Le nouveau secrétaire national a soutenu l’action des « gilets jaunes » contrairement à ce qu’avait fait la CGT sur décision du Comité confédéral national (CCN). Fabien Roussel a très justement déclaré qu’il ne fallait pas « opposer les menaces de fin du monde avec les fins de mois difficiles ».
Il est à noter qu’il n’y a jamais eu autant de débats pour un congrès du PCF. Que cela a même entraîné des difficultés ici et là, notamment dans les conférences fédérales, tellement les communistes se sont investis dans ce congrès. Cela a donné lieu, du moins dans le discours, à un retour des termes « anticapitaliste », « internationaliste », lutte des classes, etc. Plusieurs camarades du PC pensent même qu’il faudra bien en passer par un congrès statutaire pour modifier certains éléments aux fins de mieux débattre encore.

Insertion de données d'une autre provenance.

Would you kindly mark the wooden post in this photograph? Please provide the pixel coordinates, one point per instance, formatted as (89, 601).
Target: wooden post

Comme d’habitude, le lyrisme avait sa place, que ce soit avec le démarrage par Pierre Laurent (« La planète brûle, les peuples souffrent, le capital multinational se gave, les Gafam veulent diriger le monde. La paix n’est plus un acquis mais une urgence. Le racisme, l’antisémitisme, l’homophobie et l’exclusion se banalisent à nouveau.») ou avec les JC embrayant le chant de la Jeune garde autour de leur secrétaire générale, ou encore avec Fabien Roussel (« Les gilets jaunes, les blouses blanches, les robes noires de la justice, mais aussi les cols bleus des usines ont des raisons de donner de la voix ! »).
Le texte d’orientation et les perspectives pour les européennes
Très clair sur l’écologie, sur le féminisme, sur l’anti-racisme, et sur l’ensemble des problèmes sociétaux, le texte d’orientation l’est moins sur le projet social du PCF, sur l’analyse de l’Union européenne, sur la stratégie et les alliances, il devient indigent sur des sujets comme la liaison du combat laïque et du combat social pour fédérer le peuple ou sur la nécessaire campagne de l’éducation populaire refondée.

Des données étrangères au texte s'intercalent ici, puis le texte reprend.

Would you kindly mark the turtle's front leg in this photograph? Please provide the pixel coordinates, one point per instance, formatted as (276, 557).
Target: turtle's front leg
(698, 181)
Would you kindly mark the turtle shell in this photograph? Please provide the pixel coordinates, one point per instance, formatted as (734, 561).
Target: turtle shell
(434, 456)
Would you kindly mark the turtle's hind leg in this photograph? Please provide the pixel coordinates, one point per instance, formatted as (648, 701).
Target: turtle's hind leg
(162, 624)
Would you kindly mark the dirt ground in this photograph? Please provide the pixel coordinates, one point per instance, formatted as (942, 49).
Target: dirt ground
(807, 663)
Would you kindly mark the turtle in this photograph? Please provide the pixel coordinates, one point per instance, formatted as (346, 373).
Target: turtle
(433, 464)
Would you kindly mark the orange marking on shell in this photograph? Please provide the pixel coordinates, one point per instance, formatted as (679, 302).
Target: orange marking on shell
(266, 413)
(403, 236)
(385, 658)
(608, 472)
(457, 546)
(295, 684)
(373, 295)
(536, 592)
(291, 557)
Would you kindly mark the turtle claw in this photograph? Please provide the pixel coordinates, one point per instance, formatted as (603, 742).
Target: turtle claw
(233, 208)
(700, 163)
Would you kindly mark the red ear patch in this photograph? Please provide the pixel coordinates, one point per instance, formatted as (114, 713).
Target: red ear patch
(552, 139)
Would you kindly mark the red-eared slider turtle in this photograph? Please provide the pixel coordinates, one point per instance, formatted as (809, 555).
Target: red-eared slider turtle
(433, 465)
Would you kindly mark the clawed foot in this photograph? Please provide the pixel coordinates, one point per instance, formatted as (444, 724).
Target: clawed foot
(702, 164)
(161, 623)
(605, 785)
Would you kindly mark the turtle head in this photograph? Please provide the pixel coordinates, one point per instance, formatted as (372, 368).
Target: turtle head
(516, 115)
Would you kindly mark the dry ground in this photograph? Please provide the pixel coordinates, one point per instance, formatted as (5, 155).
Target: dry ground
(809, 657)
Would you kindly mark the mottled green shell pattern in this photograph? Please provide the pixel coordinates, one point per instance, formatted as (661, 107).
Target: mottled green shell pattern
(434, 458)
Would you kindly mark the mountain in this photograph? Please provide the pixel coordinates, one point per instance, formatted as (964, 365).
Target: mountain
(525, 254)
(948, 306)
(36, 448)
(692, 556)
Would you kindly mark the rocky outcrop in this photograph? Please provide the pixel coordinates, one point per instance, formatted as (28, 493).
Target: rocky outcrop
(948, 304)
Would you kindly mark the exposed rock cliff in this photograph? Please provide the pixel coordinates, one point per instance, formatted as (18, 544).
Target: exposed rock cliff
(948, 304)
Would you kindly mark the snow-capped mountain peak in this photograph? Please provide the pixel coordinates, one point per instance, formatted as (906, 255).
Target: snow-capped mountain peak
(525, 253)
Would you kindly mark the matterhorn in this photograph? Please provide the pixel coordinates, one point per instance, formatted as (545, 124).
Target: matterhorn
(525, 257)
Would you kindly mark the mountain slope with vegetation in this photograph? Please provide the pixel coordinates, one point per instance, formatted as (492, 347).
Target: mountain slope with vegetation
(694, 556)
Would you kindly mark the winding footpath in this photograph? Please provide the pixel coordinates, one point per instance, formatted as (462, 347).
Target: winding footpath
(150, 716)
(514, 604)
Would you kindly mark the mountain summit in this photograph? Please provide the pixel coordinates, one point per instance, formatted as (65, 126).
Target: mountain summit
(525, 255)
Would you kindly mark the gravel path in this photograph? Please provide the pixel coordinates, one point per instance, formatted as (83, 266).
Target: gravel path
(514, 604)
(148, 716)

Le nouveau slogan stratégique du PCF est de travailler à « une union populaire agissante » sans bien définir ce que cela veut dire. Sur les alliances, une chose semble sûre : les communistes ne « s’effaceront plus » à aucune élection. Le texte laisse présager une alliance avec « Génération.s » de Benoît Hamon pour les européennes sur une ligne « européiste » (le changement des traités s’effectuant de l’intérieur de l’UE) et reste très ouvert à des alliances avec le PS pour les municipales avec un argument étrange : « Une social-démocratie peut renaître dans le futur, exprimant la recherche d’un changement à “petits pas”de la part de certains secteurs de la société et du salariat.»
Par contre l’analyse est plus critique concernant la FI : « Deux dynamiques la traversent : participer de la recomposition d’une nouvelle force social-démocrate, avançant des réponses réformistes sans prendre en compte l’enjeu de l’entreprise et les questions de classe ; s’engager jusqu’au bout dans l’aventure du“populisme de gauche”, au prix d’une rupture consommée avec les traditions de la gauche et du mouvement ouvrier. »
On croit deviner qu’il y aurait alors une social-démocratie négative, celle d’un courant de la France insoumise et une social-démocratie positive, celle que pourrait devenir le PS ! Nous voyons là la concrétisation de la montée des rancœurs au sein de la gauche. La députée communiste Elsa Faucillon résume cela de la façon suivante : « L’affirmation identitaire qui s’est exprimée dans ce congrès ne cache pas le retour à cette politique …d’alliances à géométrie variable ».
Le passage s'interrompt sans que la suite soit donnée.